Inspiring Childhood Delivers Inspiring Jewellery in Leeds Show…

As nationally celebrated Craft & Design Month enters into its second week The Craft Centre and Design Gallery in Leeds are a reminder of how much talent there is right on our doorstep; celebrating the very best of British Craft in their exciting seasonal exhibition programme over the last 34 years.  Anyone visiting the Craft Centre over the coming months can expect to see contemporary jewellery and sculpture created from recycled objects in their inspiring show called Another Life until the end of June, as well as an exhibition of etchings by Mary Gillett and Tessa Asquith-Lamb, an annual showcase of rings and their new exhibition celebrating a trio of emerging makers making their mark in the world of ceramics in a show called Beneath the Surface. Despite the Art Gallery’s closure at the beginning of this year, The Craft Centre (tucked away underneath the Art Gallery) has proven a popular substitute for a daily dose of inspiration in Leeds with visitors enjoying the works on display. Visitors can learn all about the inspirations behind the works on display by reading the literature about each maker in the gallery, a wonderful way to gain an appreciation for these talented individuals.

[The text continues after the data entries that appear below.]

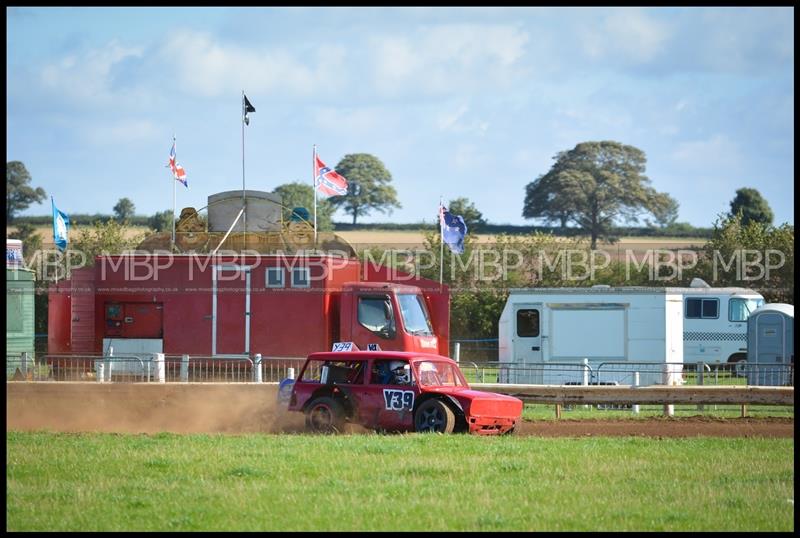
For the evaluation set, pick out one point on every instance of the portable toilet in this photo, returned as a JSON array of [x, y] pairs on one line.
[[770, 345]]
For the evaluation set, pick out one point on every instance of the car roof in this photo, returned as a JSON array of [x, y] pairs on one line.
[[362, 355]]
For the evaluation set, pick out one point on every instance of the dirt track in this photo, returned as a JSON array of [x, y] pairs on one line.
[[224, 408]]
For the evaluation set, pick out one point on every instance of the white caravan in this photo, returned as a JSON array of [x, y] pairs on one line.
[[584, 335], [715, 322], [627, 324]]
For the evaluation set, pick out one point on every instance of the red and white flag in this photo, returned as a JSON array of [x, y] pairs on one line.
[[328, 181], [177, 170]]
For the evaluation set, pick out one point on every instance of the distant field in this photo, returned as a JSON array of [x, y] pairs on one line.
[[413, 482], [407, 239]]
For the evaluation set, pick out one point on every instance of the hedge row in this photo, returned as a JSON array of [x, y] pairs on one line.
[[681, 230]]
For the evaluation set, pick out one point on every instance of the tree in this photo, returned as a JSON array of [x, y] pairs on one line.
[[753, 206], [298, 194], [593, 185], [124, 209], [754, 255], [472, 217], [19, 194], [368, 186], [541, 202]]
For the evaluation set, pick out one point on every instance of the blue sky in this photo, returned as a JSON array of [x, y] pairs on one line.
[[470, 102]]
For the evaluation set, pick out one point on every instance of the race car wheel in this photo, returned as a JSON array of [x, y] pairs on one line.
[[324, 415], [434, 416]]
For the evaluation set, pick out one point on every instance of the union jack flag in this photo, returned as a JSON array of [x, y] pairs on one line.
[[177, 170], [328, 181]]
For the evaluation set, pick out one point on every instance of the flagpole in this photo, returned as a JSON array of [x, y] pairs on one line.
[[441, 241], [244, 198], [172, 248], [314, 184]]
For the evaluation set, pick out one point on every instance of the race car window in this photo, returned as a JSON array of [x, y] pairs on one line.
[[439, 374], [390, 372], [375, 313], [339, 372]]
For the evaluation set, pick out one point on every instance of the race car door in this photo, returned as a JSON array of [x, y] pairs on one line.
[[385, 403]]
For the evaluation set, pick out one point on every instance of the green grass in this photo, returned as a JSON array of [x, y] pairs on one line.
[[168, 482], [591, 412]]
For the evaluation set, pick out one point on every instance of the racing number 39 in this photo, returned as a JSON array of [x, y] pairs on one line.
[[398, 400]]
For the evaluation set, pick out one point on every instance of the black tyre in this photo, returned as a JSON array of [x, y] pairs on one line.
[[324, 415], [434, 416]]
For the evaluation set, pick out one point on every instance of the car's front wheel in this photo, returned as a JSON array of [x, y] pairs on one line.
[[324, 415], [434, 416]]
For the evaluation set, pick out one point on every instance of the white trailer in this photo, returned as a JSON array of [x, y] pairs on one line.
[[715, 322], [568, 335]]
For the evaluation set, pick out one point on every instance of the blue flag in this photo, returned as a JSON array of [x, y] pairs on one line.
[[60, 227], [454, 230]]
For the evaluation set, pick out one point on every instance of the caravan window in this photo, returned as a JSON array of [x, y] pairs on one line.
[[740, 309], [697, 308], [528, 322]]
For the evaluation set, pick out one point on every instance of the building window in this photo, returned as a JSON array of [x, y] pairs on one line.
[[300, 277], [528, 323], [274, 277], [14, 311], [697, 308]]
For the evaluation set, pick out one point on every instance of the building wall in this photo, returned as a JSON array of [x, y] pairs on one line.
[[20, 290]]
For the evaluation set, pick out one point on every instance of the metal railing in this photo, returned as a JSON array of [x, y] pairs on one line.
[[149, 367], [631, 373]]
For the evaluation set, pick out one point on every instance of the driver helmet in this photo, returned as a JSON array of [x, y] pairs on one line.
[[402, 375]]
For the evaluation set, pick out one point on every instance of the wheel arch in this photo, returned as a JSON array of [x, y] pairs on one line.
[[451, 402]]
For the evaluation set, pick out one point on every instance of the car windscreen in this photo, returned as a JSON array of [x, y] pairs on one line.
[[415, 315], [440, 374]]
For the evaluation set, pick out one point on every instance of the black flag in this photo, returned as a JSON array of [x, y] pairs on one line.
[[247, 108]]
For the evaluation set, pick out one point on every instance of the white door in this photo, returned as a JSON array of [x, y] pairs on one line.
[[527, 342]]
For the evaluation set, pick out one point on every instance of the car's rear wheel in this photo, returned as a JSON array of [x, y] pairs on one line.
[[434, 416], [324, 415]]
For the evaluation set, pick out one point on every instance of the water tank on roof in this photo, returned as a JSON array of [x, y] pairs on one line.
[[263, 211]]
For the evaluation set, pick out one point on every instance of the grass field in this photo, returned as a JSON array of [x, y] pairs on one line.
[[406, 239], [167, 482], [590, 412]]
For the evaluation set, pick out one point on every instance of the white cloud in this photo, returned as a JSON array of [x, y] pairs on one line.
[[124, 132], [202, 65], [86, 77], [630, 35], [460, 121], [448, 58], [718, 153]]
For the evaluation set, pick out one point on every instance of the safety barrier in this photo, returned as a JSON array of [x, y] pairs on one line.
[[156, 367]]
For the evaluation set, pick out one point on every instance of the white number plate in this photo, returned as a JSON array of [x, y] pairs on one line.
[[398, 400]]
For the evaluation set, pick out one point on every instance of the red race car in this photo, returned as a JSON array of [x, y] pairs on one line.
[[396, 391]]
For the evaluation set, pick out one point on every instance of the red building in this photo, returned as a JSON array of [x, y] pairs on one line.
[[275, 305]]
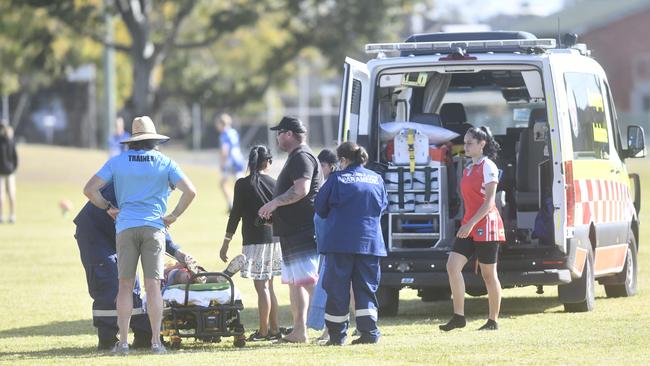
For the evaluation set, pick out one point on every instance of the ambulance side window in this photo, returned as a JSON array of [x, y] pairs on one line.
[[615, 128], [589, 122]]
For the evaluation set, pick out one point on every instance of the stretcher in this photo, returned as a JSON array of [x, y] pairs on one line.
[[206, 312]]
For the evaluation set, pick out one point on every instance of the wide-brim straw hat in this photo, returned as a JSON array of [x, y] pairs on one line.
[[144, 129]]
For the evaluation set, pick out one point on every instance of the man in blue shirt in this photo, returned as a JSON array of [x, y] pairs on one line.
[[231, 158], [352, 200], [95, 235], [142, 177]]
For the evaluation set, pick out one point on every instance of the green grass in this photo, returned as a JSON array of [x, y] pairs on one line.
[[45, 311]]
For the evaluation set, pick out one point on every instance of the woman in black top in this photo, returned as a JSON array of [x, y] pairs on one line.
[[263, 254], [8, 165]]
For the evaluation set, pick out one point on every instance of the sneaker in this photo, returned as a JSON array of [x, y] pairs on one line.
[[365, 340], [456, 321], [257, 337], [120, 349], [141, 341], [490, 325], [332, 342], [235, 265], [285, 330], [158, 349], [106, 344]]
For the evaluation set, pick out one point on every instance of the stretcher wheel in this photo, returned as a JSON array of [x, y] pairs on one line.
[[239, 342]]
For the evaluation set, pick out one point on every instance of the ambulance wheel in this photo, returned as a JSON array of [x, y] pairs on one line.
[[388, 299], [628, 275], [239, 342], [582, 288], [435, 294]]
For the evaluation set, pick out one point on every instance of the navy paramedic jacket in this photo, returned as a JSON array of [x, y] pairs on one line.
[[352, 200]]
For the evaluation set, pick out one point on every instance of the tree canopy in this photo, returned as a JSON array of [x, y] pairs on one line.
[[220, 53]]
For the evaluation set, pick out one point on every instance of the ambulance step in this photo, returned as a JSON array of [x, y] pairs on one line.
[[415, 235]]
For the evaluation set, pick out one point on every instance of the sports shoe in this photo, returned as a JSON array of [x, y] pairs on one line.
[[257, 337], [365, 339], [141, 340], [158, 349], [106, 344], [120, 349], [235, 265], [490, 325]]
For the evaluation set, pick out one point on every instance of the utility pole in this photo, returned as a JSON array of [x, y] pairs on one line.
[[109, 74]]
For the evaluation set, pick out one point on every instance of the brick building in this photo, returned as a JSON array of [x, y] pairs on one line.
[[618, 35]]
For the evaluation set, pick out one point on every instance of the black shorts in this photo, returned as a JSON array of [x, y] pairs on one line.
[[486, 251]]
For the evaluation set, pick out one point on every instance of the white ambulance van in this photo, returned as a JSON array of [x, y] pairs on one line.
[[569, 206]]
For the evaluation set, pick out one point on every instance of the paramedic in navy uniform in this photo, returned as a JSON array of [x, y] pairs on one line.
[[95, 237], [481, 230], [352, 200]]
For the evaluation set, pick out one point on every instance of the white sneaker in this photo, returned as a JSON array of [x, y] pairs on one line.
[[235, 265], [120, 349]]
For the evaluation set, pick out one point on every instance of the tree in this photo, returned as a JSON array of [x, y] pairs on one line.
[[223, 53]]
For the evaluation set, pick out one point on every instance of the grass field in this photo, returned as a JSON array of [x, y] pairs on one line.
[[45, 311]]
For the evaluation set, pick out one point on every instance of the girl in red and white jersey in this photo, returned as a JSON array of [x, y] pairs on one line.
[[481, 230]]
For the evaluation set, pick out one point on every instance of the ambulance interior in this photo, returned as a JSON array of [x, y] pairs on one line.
[[510, 101]]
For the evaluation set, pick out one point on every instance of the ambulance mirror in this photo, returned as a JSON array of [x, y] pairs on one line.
[[390, 80], [635, 142]]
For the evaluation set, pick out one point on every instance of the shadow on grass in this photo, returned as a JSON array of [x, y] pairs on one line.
[[61, 328], [63, 352]]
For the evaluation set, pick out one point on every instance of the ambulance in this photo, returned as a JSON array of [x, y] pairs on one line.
[[569, 205]]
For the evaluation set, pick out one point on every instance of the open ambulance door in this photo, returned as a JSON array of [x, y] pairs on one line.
[[354, 110]]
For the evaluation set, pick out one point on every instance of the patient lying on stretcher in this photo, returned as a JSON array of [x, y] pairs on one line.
[[181, 274]]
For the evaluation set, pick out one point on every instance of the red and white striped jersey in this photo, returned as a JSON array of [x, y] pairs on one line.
[[472, 188]]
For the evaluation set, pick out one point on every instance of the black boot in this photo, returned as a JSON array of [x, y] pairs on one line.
[[106, 344], [456, 321]]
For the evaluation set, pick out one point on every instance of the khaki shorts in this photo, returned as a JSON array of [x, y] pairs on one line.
[[145, 242]]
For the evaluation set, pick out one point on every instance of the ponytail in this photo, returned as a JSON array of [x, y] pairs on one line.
[[483, 133], [257, 158]]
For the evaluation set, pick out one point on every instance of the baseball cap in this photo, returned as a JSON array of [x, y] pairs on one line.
[[289, 123]]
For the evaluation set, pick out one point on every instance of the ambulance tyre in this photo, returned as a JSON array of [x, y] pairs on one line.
[[628, 275], [582, 288], [430, 294], [388, 299]]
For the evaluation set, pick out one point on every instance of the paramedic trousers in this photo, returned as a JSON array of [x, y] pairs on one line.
[[99, 259], [363, 272]]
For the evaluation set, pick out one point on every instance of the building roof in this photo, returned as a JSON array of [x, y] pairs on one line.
[[579, 18]]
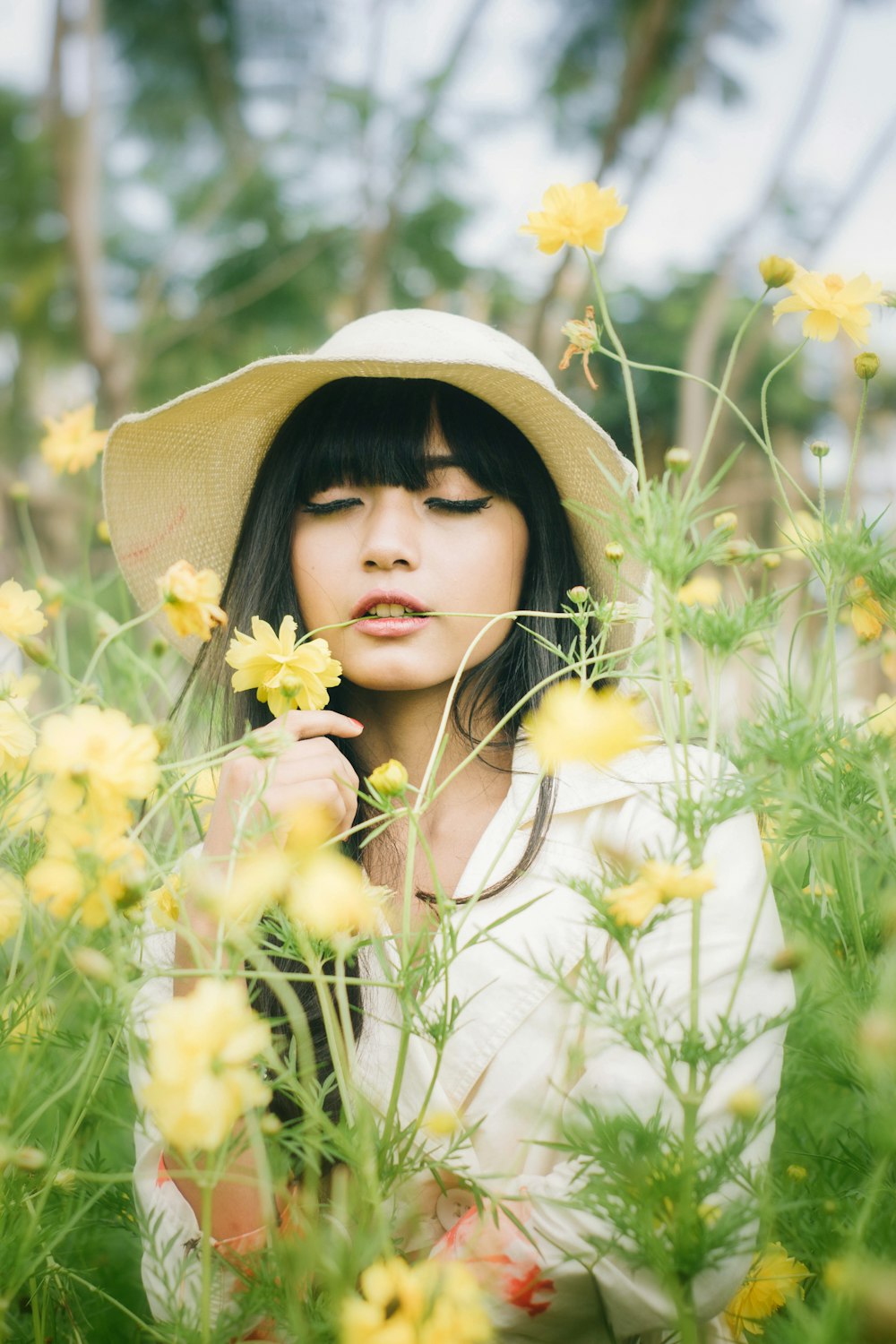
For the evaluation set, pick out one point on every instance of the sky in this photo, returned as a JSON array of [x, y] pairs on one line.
[[711, 172]]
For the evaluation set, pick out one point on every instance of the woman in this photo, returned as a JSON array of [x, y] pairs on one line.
[[418, 461]]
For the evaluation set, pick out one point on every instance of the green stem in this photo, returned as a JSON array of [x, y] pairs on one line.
[[853, 453], [720, 395]]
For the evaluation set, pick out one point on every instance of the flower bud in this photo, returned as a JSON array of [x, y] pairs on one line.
[[745, 1102], [677, 460], [866, 365], [777, 271], [389, 779]]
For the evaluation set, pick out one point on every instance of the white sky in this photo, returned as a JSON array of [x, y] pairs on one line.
[[708, 177]]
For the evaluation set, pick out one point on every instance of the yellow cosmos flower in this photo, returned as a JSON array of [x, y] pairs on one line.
[[866, 613], [191, 599], [16, 736], [88, 870], [96, 755], [332, 898], [576, 215], [202, 1075], [73, 443], [389, 779], [656, 886], [573, 723], [284, 674], [21, 610], [772, 1279], [11, 892], [427, 1303], [831, 303], [700, 591]]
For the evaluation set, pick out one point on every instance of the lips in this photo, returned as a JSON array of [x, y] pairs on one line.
[[387, 599]]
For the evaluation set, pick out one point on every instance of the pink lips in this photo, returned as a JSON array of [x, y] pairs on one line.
[[390, 625]]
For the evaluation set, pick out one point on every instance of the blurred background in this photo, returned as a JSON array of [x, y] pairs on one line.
[[191, 185]]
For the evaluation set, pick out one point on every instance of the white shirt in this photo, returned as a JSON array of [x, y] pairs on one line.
[[522, 1054]]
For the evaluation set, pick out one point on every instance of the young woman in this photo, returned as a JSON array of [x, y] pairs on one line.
[[418, 461]]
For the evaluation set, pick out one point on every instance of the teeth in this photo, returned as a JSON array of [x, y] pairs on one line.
[[392, 609]]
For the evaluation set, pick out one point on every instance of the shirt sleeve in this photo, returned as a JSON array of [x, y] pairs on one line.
[[559, 1268]]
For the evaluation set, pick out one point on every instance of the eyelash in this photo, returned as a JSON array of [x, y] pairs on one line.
[[446, 505]]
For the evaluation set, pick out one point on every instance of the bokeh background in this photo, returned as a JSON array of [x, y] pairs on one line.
[[191, 185]]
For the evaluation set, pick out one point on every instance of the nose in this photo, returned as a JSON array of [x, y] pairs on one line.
[[392, 531]]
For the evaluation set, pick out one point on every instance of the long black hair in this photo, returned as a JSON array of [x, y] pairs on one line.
[[378, 432]]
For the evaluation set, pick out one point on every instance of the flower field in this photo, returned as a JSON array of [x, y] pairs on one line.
[[756, 652]]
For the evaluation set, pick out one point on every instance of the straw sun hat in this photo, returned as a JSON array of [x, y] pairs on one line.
[[177, 478]]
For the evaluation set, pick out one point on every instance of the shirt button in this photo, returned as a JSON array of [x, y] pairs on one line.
[[452, 1207]]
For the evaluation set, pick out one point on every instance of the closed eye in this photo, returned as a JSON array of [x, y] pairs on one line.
[[460, 505]]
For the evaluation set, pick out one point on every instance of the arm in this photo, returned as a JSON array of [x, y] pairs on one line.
[[559, 1266]]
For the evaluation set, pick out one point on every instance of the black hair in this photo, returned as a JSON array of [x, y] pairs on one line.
[[376, 432]]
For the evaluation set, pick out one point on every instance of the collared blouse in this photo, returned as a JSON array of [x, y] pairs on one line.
[[522, 1055]]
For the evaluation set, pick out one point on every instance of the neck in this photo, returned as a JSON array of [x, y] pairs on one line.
[[403, 725]]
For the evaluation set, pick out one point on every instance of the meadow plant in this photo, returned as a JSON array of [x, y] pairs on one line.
[[101, 800]]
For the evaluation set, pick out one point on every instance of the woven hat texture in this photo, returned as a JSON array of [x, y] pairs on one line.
[[177, 478]]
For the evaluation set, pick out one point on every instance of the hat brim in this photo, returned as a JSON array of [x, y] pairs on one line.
[[177, 478]]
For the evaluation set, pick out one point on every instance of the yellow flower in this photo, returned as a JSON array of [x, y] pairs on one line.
[[583, 339], [72, 443], [16, 736], [332, 898], [88, 868], [10, 905], [866, 613], [772, 1279], [191, 599], [831, 303], [389, 779], [284, 674], [656, 886], [202, 1077], [241, 895], [166, 900], [21, 610], [700, 590], [575, 723], [576, 215], [429, 1303], [96, 755]]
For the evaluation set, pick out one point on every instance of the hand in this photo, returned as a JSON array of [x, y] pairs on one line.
[[308, 769]]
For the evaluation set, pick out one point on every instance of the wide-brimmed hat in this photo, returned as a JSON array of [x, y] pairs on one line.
[[177, 478]]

Sally Ayling showcases her jewellery as part of the show Another Life, where new life is breathed into once discarded objects and created into wonderfully inspiring pieces of contemporary craft pieces; she is pictured above in her studio and with some of her work pictured on the right.  Sally has been making jewellery since 1996 and has a wide knowledge of materials; silver, wood, acrylic, reclaimed metals from tins, found objects, fabric and other collected items. “I grew up surrounded by fantastically beautiful objects and raw materials as my mum was, and still is, a textile and print designer. I vividly remember the two weeks I spent off school with the mumps at the age of 9, when my mum decided she would teach me the fundamentals of drawing rather than catching up on the various maths, and English work that I was missing. For one exercise she put a magnolia branch in a vase and we would do studies of it every day as its structure changed and it gradually came into bloom and then wilted. From then on I had an avid interest in the intricacies of natural objects. This awe of nature, coupled with a contrary fascination with the engineering and manufacturing techniques that I have learnt on the practical courses I have since done, influences what I produce greatly. I couldn’t be happier than with a window in front of me, a sketchbook beside me, and some materials to work with on my grandfather’s old jewellery bench.”